16. Throw in a Thank You Card. Show your customers how grateful you are for their support with a simple thank you card in their takeout or delivery bag.

17. Include Coloring Book Pages. If you have any in stock that you typically use for dine-in customers, throw a few into delivery and takeout orders. A lot of kids are out of school, and their parents are eager to find new activities to fill the day. And who knows, some of your adult patrons might even try them! 

Contribute to Those in Need

18. Provide meals for healthcare workers. Consider supporting your community by soliciting donations and providing meals to healthcare workers and others on the front lines of fighting this virus. Great example here from MIXT in San Francisco. Check out World Central Kitchen or your favorite local organization to get involved.

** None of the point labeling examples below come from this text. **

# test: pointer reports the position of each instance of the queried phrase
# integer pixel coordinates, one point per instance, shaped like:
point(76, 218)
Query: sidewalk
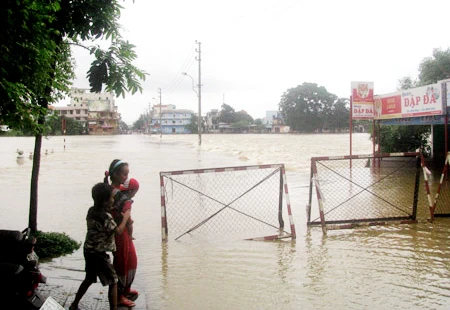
point(62, 284)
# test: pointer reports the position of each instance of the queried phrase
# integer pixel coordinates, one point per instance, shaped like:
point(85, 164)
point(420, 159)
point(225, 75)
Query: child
point(125, 258)
point(101, 228)
point(129, 188)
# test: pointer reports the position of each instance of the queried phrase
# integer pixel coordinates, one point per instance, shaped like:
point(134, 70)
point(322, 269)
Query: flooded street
point(389, 267)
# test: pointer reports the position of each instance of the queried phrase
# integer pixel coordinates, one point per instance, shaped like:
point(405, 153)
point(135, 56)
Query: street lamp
point(199, 122)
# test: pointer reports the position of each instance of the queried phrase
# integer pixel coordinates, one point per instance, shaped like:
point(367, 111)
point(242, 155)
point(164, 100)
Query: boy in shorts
point(101, 228)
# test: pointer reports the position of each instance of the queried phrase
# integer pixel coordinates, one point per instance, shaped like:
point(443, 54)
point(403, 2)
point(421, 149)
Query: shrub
point(52, 244)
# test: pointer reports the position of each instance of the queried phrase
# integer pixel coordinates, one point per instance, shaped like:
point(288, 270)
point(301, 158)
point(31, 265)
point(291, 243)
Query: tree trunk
point(32, 220)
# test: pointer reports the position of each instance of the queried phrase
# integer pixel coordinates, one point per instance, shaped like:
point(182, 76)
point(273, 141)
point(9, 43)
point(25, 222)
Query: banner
point(362, 100)
point(414, 102)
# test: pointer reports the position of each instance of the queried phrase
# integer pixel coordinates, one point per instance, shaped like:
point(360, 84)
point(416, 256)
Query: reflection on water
point(390, 267)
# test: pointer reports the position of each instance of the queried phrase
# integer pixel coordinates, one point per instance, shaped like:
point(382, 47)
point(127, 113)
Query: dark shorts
point(98, 264)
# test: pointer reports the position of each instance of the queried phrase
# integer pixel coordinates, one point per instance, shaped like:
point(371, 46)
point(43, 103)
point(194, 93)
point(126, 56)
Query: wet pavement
point(62, 285)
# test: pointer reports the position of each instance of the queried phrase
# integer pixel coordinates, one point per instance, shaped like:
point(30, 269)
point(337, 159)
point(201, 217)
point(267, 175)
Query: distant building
point(96, 111)
point(168, 120)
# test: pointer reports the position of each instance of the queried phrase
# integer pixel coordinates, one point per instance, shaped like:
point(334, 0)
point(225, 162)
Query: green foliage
point(52, 244)
point(36, 67)
point(404, 139)
point(435, 68)
point(310, 108)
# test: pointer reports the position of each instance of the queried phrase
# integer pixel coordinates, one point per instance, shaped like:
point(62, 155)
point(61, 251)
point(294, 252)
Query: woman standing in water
point(125, 259)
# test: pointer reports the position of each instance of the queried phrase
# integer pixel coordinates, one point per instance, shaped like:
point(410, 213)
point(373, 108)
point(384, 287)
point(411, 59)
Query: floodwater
point(390, 267)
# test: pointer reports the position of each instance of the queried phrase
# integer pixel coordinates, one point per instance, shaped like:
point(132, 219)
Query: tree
point(226, 115)
point(339, 116)
point(306, 107)
point(37, 68)
point(435, 68)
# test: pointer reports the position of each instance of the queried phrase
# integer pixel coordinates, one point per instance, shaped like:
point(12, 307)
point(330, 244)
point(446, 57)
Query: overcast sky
point(252, 51)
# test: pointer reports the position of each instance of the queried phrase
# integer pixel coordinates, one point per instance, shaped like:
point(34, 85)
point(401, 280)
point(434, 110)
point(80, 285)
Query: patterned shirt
point(100, 232)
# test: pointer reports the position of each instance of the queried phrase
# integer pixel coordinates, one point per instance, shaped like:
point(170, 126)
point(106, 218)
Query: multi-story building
point(212, 121)
point(168, 120)
point(97, 111)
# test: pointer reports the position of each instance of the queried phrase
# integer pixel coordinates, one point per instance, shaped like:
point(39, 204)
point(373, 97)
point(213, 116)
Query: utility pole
point(160, 114)
point(199, 59)
point(150, 116)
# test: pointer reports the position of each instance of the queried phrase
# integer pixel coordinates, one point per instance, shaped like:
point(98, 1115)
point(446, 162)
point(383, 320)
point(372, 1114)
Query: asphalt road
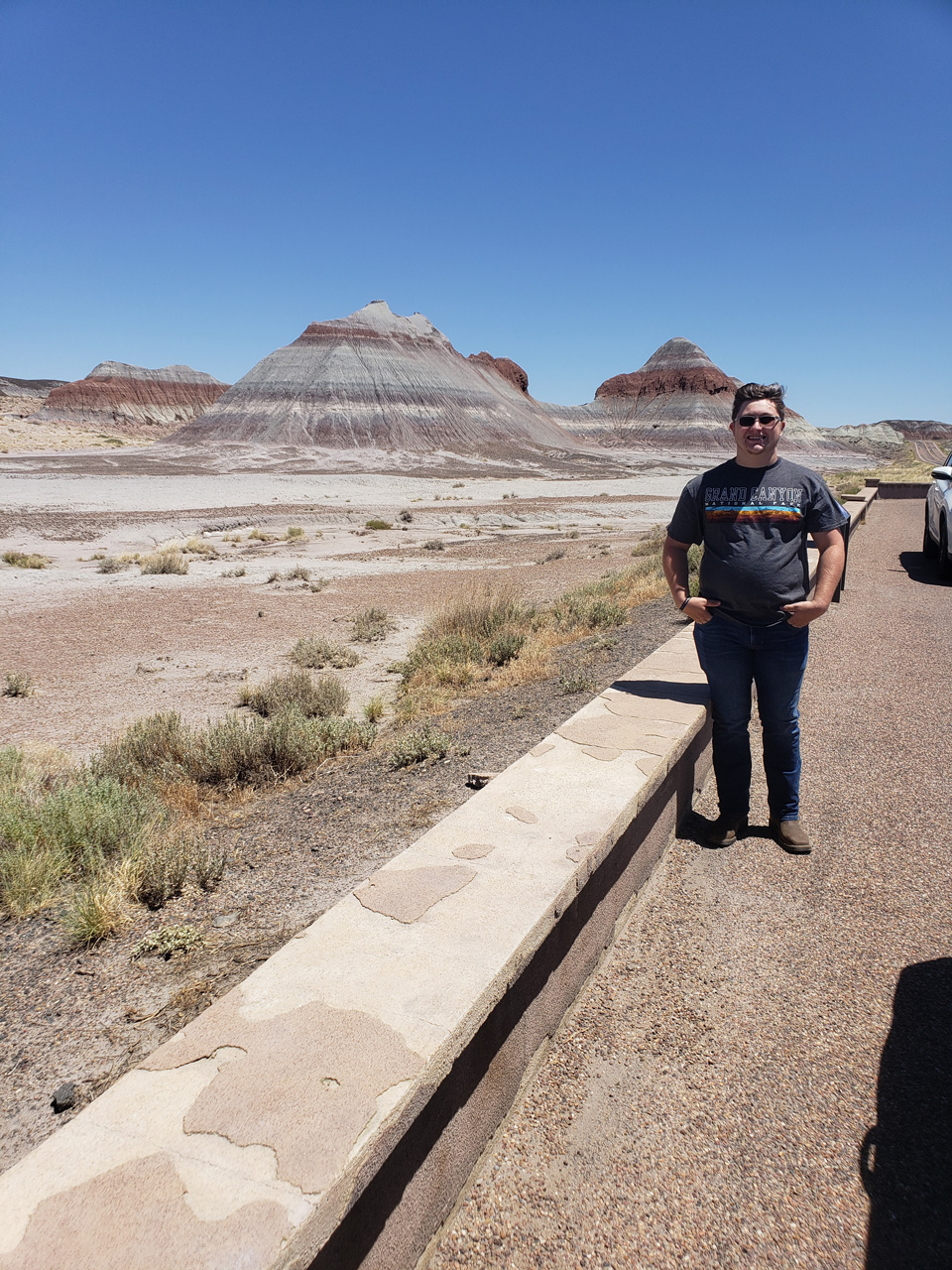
point(761, 1072)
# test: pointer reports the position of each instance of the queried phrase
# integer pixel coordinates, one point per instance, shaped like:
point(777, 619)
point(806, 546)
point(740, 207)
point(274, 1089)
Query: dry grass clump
point(371, 625)
point(494, 639)
point(168, 942)
point(375, 707)
point(112, 564)
point(166, 561)
point(315, 698)
point(23, 561)
point(315, 652)
point(18, 685)
point(904, 467)
point(197, 545)
point(419, 746)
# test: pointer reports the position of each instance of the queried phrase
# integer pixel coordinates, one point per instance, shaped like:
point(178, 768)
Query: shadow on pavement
point(905, 1161)
point(920, 570)
point(665, 690)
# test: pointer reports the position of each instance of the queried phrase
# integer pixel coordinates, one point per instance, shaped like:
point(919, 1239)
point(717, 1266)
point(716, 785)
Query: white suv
point(937, 539)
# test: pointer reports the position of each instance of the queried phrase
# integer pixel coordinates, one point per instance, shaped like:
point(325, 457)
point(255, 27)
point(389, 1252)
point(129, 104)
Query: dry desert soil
point(105, 649)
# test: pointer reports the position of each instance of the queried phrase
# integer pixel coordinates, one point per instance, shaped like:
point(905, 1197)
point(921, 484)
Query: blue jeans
point(734, 657)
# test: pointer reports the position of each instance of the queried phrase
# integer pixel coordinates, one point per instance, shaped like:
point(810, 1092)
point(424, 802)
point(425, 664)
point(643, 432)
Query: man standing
point(752, 617)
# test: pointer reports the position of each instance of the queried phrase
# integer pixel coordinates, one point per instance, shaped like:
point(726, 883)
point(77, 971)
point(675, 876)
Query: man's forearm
point(829, 571)
point(674, 562)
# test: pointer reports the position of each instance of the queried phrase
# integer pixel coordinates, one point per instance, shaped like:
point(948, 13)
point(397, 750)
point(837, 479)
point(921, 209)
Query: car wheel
point(944, 559)
point(929, 548)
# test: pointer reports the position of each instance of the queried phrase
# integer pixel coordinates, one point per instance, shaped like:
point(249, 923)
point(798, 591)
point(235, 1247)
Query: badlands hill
point(132, 400)
point(376, 381)
point(679, 398)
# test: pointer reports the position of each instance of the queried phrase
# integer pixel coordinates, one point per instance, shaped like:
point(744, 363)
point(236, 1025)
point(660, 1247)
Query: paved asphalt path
point(761, 1072)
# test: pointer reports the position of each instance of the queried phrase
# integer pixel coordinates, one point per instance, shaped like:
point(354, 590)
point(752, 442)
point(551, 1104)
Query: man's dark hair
point(760, 393)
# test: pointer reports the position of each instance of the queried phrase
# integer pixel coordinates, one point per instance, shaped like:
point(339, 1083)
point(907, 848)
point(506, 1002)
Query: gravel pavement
point(761, 1071)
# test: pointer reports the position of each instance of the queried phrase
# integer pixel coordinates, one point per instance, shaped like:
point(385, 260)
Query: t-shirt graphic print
point(754, 525)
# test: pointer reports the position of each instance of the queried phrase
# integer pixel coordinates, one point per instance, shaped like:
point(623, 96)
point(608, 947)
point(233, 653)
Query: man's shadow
point(920, 568)
point(905, 1160)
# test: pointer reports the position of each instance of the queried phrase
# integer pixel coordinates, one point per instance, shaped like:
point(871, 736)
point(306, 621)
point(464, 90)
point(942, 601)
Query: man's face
point(757, 430)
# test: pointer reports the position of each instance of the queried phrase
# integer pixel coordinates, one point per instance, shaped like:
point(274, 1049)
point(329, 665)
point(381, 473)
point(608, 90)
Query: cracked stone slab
point(603, 753)
point(474, 849)
point(405, 894)
point(613, 731)
point(524, 815)
point(630, 705)
point(307, 1084)
point(89, 1227)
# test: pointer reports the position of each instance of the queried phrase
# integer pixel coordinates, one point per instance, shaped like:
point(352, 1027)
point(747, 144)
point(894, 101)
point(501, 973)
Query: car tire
point(944, 559)
point(929, 549)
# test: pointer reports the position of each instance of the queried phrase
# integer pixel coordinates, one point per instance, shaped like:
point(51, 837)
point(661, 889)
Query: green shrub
point(371, 625)
point(168, 561)
point(313, 698)
point(18, 685)
point(506, 647)
point(112, 564)
point(420, 744)
point(169, 940)
point(575, 680)
point(316, 652)
point(375, 707)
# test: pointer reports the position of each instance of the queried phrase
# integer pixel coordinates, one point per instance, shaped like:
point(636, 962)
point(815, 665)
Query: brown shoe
point(725, 830)
point(792, 837)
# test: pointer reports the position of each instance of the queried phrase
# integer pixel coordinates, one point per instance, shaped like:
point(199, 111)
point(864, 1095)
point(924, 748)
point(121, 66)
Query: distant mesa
point(376, 381)
point(678, 399)
point(27, 388)
point(504, 366)
point(132, 400)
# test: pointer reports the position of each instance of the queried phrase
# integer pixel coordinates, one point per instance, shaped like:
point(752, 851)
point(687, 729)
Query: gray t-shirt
point(754, 525)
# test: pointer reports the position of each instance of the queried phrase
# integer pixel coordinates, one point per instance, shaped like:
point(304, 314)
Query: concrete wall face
point(327, 1110)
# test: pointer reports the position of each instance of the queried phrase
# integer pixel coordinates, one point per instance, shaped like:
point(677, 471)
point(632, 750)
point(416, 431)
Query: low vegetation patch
point(371, 625)
point(169, 942)
point(23, 561)
point(166, 561)
point(315, 698)
point(420, 746)
point(315, 652)
point(112, 564)
point(486, 639)
point(18, 684)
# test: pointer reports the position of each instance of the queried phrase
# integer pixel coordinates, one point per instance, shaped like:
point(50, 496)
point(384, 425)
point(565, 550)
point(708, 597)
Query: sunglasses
point(766, 421)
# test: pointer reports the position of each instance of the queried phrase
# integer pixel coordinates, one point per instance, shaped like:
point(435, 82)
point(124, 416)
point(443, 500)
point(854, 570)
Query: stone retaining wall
point(327, 1111)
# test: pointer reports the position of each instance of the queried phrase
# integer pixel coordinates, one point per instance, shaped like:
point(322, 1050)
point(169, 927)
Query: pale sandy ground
point(19, 435)
point(105, 649)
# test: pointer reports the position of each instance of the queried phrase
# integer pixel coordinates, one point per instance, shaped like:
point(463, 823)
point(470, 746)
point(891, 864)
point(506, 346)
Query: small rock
point(64, 1097)
point(476, 780)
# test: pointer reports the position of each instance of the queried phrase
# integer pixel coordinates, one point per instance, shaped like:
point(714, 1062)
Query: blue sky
point(567, 185)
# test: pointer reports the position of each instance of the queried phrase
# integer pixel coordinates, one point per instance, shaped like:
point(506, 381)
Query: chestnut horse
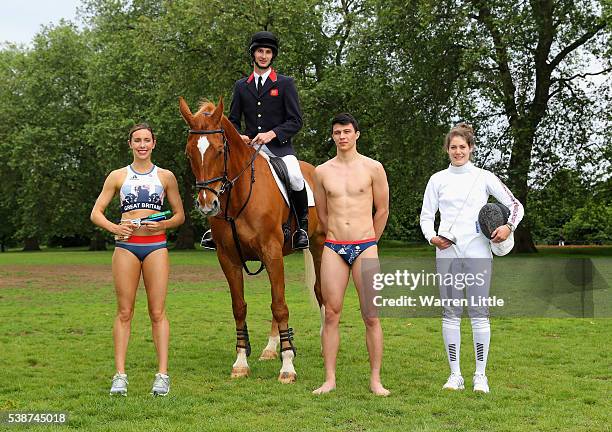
point(237, 192)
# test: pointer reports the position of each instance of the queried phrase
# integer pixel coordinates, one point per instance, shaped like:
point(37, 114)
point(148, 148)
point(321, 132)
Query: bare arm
point(97, 213)
point(174, 198)
point(380, 195)
point(320, 196)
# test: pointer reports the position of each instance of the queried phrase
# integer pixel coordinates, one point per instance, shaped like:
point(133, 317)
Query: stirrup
point(243, 335)
point(286, 336)
point(296, 234)
point(207, 241)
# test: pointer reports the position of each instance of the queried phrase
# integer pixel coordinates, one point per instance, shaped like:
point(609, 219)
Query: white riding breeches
point(296, 179)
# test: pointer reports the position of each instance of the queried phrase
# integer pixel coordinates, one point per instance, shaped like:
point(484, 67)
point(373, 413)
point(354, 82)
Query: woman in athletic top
point(458, 193)
point(140, 249)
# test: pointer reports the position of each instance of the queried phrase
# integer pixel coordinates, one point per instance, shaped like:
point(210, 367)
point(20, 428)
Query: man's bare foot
point(325, 388)
point(379, 390)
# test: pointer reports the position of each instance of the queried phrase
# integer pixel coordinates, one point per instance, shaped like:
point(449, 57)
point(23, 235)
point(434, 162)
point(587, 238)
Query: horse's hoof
point(240, 372)
point(287, 377)
point(268, 355)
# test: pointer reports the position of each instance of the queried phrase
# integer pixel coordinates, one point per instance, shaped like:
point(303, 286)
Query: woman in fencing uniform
point(458, 193)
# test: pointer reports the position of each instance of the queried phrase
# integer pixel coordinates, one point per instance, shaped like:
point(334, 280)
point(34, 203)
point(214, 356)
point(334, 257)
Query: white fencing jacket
point(447, 191)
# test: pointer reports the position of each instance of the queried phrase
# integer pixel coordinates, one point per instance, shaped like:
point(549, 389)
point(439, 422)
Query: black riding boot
point(207, 241)
point(300, 202)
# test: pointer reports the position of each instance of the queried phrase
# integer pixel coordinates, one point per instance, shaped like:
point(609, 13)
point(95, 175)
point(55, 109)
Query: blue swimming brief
point(350, 250)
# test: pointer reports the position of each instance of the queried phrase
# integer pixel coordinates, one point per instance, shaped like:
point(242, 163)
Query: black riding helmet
point(264, 39)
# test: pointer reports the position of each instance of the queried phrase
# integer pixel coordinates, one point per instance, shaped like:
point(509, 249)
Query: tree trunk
point(98, 242)
point(520, 162)
point(185, 239)
point(31, 244)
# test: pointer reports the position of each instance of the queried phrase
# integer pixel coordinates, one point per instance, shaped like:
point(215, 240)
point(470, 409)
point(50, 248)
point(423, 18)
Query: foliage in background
point(407, 70)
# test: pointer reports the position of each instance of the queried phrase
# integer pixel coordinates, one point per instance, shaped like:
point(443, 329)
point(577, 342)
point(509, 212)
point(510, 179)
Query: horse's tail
point(310, 276)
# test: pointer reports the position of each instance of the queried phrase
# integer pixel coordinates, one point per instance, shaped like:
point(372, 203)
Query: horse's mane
point(206, 107)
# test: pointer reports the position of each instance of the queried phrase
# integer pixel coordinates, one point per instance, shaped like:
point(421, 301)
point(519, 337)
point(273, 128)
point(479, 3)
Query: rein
point(228, 185)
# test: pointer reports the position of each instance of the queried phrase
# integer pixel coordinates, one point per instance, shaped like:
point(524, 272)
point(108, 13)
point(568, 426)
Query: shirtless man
point(346, 187)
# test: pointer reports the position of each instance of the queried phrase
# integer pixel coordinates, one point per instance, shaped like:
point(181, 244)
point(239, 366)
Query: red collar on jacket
point(272, 76)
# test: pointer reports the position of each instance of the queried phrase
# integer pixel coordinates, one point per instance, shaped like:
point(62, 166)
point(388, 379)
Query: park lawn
point(56, 354)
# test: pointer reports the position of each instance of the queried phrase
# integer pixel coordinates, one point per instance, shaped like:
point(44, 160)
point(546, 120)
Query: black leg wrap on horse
point(300, 203)
point(242, 335)
point(286, 336)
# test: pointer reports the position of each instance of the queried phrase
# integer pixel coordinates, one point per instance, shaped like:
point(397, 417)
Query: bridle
point(227, 185)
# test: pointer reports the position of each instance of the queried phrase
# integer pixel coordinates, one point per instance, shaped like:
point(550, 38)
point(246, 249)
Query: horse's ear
point(185, 111)
point(218, 112)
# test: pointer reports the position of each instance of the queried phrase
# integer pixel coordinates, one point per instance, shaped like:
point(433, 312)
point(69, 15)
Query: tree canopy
point(532, 77)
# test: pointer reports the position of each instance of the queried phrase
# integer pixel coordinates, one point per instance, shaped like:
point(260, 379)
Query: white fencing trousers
point(296, 179)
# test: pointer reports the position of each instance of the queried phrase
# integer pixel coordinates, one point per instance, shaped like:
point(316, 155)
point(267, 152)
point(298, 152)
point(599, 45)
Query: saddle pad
point(281, 187)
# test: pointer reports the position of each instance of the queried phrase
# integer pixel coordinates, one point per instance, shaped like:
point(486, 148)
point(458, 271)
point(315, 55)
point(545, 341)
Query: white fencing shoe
point(119, 385)
point(454, 382)
point(481, 384)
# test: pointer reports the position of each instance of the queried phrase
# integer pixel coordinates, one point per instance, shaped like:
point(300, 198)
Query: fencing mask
point(490, 217)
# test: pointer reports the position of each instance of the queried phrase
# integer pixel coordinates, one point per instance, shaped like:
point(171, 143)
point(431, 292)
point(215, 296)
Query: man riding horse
point(269, 103)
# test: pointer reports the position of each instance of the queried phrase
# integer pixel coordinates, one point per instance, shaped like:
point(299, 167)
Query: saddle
point(283, 174)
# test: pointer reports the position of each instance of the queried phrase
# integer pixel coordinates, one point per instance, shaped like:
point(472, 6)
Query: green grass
point(56, 354)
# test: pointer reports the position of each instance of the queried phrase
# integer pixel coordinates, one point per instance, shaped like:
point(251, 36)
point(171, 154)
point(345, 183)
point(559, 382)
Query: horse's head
point(205, 150)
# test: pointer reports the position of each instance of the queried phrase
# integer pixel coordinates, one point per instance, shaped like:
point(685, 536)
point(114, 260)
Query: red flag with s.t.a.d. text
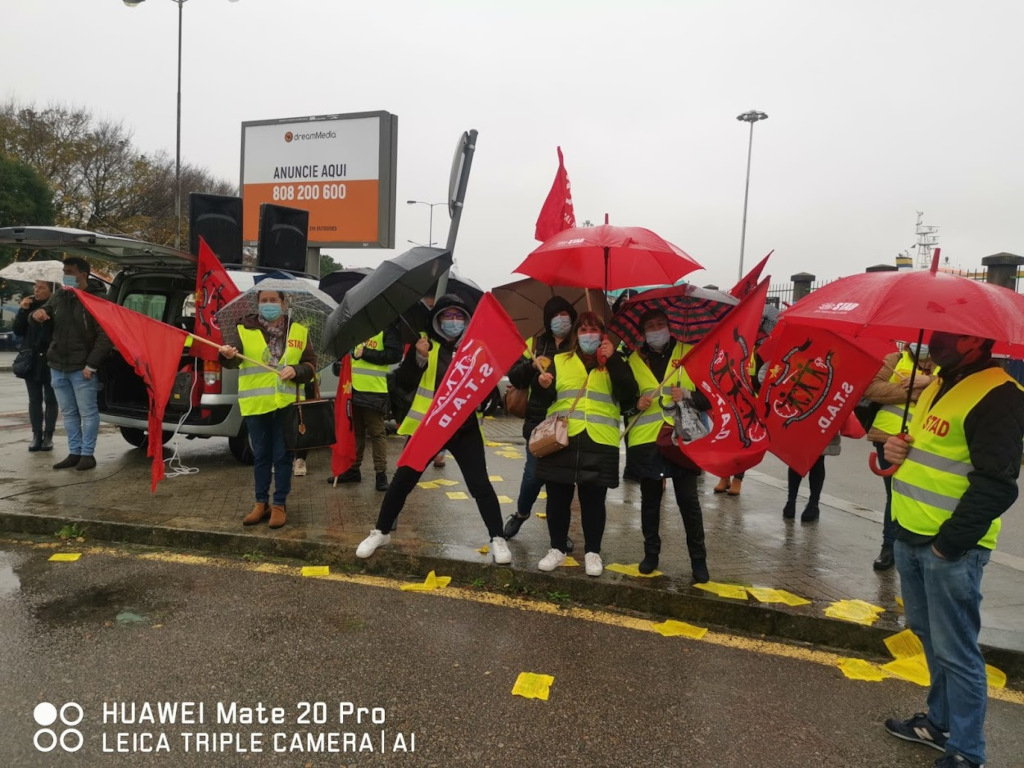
point(154, 350)
point(487, 349)
point(719, 368)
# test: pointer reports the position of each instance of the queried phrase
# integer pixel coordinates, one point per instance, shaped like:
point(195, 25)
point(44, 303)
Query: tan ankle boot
point(260, 510)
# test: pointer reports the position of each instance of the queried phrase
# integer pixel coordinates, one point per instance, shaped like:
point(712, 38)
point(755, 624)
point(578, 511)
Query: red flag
point(557, 213)
point(213, 289)
point(154, 349)
point(343, 451)
point(489, 347)
point(750, 281)
point(719, 367)
point(814, 379)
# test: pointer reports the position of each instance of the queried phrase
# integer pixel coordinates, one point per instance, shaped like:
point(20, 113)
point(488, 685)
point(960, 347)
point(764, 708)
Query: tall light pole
point(430, 235)
point(177, 139)
point(748, 117)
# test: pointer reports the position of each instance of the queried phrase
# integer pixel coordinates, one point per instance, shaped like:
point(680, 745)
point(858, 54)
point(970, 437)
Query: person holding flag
point(656, 365)
point(425, 370)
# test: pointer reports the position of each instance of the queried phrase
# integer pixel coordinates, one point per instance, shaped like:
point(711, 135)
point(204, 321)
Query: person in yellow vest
point(371, 363)
point(263, 394)
point(957, 474)
point(889, 390)
point(599, 382)
point(650, 364)
point(423, 369)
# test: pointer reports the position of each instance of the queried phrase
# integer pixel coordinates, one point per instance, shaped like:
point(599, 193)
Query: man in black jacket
point(78, 348)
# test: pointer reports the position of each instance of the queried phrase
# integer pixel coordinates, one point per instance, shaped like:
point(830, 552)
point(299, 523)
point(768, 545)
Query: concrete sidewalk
point(748, 540)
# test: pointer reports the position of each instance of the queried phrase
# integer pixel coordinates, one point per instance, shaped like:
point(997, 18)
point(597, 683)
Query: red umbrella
point(607, 257)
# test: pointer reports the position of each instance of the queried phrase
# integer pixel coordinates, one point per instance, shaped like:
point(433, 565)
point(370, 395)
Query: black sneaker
point(920, 729)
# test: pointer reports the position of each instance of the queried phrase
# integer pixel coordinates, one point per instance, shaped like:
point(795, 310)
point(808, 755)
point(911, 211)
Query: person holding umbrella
point(424, 368)
point(590, 384)
point(956, 475)
point(651, 364)
point(288, 361)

19. Deliver extra inventory to food banks. If you have excess inventory that is at risk of expiring or can’t be used with your shifting business model, donate it to local food banks, which are experiencing unprecedented demand as unemployment rates grow. Some cities have regional databases of local food banks, like this one for Los Angeles. And Feeding America has a nationwide network of food banks.

20. Consider Co-Branded Partnerships. Are there other local restaurants that you can partner up with to incentivize orders? Co-branded partnerships can help to extend reach by cross-pollinating content on multiple channels simultaneously. And they build a sense of community around local favorites.

21. Create Zoom Backgrounds of your Restaurant. Have customers who are working from home? Give them Zoom image backgrounds featuring your FOH to download and use during their conference calls (and not just during lunch!). Check out these examples from Dennys.

We hope these tips provide helpful inspiration to you and your team.